Recentemente, Dom Odilo Scherer, Arcebispo de São Paulo, foi atacado por uma mulher durante a celebração de uma missa na Catedral da Sé. Além dos arranhões em seu rosto e derrubar sua mitra, Dom Odilo foi xingado de comunista. Aos gritos, ela dizia: "Você e a CNBB são comunistas infiltrados; não podem fazer isso com a minha igreja." Atitudes grotescas como esta são encorajadas por um discurso de ódio como o encontrado em um dos vídeos de Olavo de Carvalho em seu canal no Youtube, onde o filósofo que se tornou o guru da direita brasileira vocifera contra Dom Odilo, chamando-o de comunista excomungado, e dizendo não reconhecê-lo como bispo. Muitos dos haters que atuam na internet bebem desta fonte, usando palavras de baixo calão e outros insultos tão comuns nos vídeos de Olavo. Triste é saber que boa parte daqueles que o seguem é cristã protestante. 

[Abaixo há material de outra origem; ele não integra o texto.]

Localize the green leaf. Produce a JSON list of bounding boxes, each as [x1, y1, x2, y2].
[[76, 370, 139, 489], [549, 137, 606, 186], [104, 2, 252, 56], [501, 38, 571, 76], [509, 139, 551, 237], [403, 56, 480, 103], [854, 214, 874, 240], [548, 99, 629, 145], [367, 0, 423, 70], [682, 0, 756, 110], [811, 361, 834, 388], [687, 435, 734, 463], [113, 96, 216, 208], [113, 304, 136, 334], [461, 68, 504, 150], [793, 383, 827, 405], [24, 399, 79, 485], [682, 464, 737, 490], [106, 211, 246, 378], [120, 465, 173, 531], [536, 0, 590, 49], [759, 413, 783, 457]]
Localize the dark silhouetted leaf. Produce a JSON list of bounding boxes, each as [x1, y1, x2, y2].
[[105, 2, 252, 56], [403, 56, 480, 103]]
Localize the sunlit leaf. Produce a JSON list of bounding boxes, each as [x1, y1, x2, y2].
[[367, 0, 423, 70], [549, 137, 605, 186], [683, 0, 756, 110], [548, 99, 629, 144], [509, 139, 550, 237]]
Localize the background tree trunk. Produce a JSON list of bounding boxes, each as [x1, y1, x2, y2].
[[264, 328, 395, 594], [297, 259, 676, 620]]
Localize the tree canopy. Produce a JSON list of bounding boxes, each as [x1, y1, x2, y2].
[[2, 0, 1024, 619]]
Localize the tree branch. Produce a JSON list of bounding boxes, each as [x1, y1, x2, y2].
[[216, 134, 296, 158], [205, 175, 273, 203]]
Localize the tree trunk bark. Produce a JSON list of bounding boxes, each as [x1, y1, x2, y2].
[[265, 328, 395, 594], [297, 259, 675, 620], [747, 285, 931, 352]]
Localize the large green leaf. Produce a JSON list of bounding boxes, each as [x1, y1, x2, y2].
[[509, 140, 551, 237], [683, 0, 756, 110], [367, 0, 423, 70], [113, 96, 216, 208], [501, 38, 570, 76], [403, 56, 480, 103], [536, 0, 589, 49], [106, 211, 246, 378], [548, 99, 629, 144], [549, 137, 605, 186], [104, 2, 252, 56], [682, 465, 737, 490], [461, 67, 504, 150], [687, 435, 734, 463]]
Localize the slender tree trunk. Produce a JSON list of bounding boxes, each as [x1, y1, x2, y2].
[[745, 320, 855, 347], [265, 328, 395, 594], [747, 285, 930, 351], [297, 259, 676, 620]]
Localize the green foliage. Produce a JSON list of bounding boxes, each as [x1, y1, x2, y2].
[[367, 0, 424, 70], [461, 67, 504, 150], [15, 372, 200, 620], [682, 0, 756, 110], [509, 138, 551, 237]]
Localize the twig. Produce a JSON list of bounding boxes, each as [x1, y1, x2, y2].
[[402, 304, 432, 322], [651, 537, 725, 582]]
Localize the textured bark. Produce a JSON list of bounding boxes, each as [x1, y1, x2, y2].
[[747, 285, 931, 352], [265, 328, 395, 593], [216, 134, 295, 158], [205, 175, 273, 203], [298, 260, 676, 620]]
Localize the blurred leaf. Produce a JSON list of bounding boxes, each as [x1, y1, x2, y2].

No meio evangélico, o porta-voz deste tipo de postura é, sem dúvida, o pastor Silas Malafaia. Em vídeo recente, ele afirmou que os pastores que assinaram um manifesto contrário ao impeachment estariam recebendo dinheiro do governo. A partir daí, pastores como Ariovaldo Ramos, Ed René Kivitz, Neil Barreto e outros tornaram-se alvos de ataques por parte de "irmãos em Cristo". Foram chamados de "falsos profetas", vendidos, mercenários. Tudo por saírem em defesa do estado de direito e serem contrários à maneira como o processo está sendo conduzido. Trata-se de homens que não se enriqueceram com o ministério. Não são vistos cruzando os céus em seus próprios aviões. Ao contrário de alguns de seus detratores.

O próprio Silas que hoje faz campanha ostensiva para derrubar o governo, não faz muito tempo, surpreendeu seus telespectadores ao agradecer à presidente Dilma pela sanção da Medida Provisória (MP) 668 que, não só ampliou a isenção tributária de igrejas, incluindo as comissões pagas a pastores como ajuda de custo, como também livrou muitas denominações de multas milionárias. Silas Malafaia e o missionário R. R. Soares foram dois dos principais beneficiários da MP, graças à atuação de ninguém menos que Eduardo Cunha (PMDB-RJ). Silas se livrou de uma multa de R$ 1,5 milhão, enquanto o presidente da Igreja Internacional da Graça se livrou de uma multa de R$ 220 milhões. Dentre os beneficiários, estariam Robson Rodovalho, bispo da Sara Nossa Terra e Mário de Oliveira da Igreja do Evangelho Quadrangular. À luz disso, não faz qualquer sentido atacar os pastores da Missão Integral acusando-os de receberem qualquer benefício do governo. 

Não expus tais fatos para credibilizar a uns ao custo do descrédito de outros, mas com o objetivo de demonstrar que não vale a pena recorrer à difamação para impor seu posicionamento em detrimento de outros. De ambos os lados da trincheira, há gente de bem, mas também há gente do mal, que só almeja se locupletar, nem que para isso tenha que ver o circo pegando fogo. 

O que atenta contra a credibilidade de um ministro ou de um artista não é seu posicionamento político ou ideológico, e sim o faltar com a ética, com o decoro, agindo de maneira incoerente com aquilo que professa.